The Portland City Attorney's office has rejected the claim of a NE Portland woman who says police explosives detonated near her home caused $10,000 in damage to her chimney ["Claim Dumpers," News, April 8].

That woman, Judy Wickman, cashed a $445 city check for windows broken in the explosion before she found the chimney damage. But the city has refused to help with repairs, saying Wickman waived further claims by depositing the window check.

Wickman turned to the city's ombudsman who unearthed a decades-old city law that allows Portland officials to pay citizens' "fair and moral" claims, even when there's no legal obligation. The city hasn't used the law in 25 years.

And it's not about to start. City Attorney Tracy Reeve declined Wickman's fair and moral claim earlier this month. The city has made one concession: It's offered to pay the $500 deductible for Wickman's homeowner's insurance.

Mayor Charlie Hales' office says it's open to discussing whether the law needs to be done away with or brought back into use. DIRK VANDERHART

PORTLAND CITY COUNCIL has delayed its vote on a proposed North Portland propane storage and export facility.
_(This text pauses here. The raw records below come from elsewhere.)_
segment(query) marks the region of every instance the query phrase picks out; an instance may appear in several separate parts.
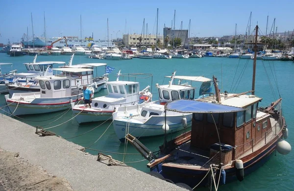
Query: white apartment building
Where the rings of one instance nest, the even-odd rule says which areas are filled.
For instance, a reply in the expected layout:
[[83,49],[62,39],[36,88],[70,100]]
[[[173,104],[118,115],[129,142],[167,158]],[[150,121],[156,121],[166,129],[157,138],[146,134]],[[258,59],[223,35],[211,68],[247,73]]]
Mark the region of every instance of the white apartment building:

Commissioners were tentatively set to vote on April 30 whether or not to approve a zoning change at the Port of Portland that would allow Canada-based Pembina Pipeline Corporation to build a $500 million fossil fuel processing facility at Terminal 6 at the Port of Portland.

On Monday, April 27, Portland Bureau of Planning and Sustainability Planner Tom Armstrong announced the vote has been delayed until June 17, though that date is also tentative. A first reading of the proposed ordinance and a public hearing is scheduled for 2 pm on June 10.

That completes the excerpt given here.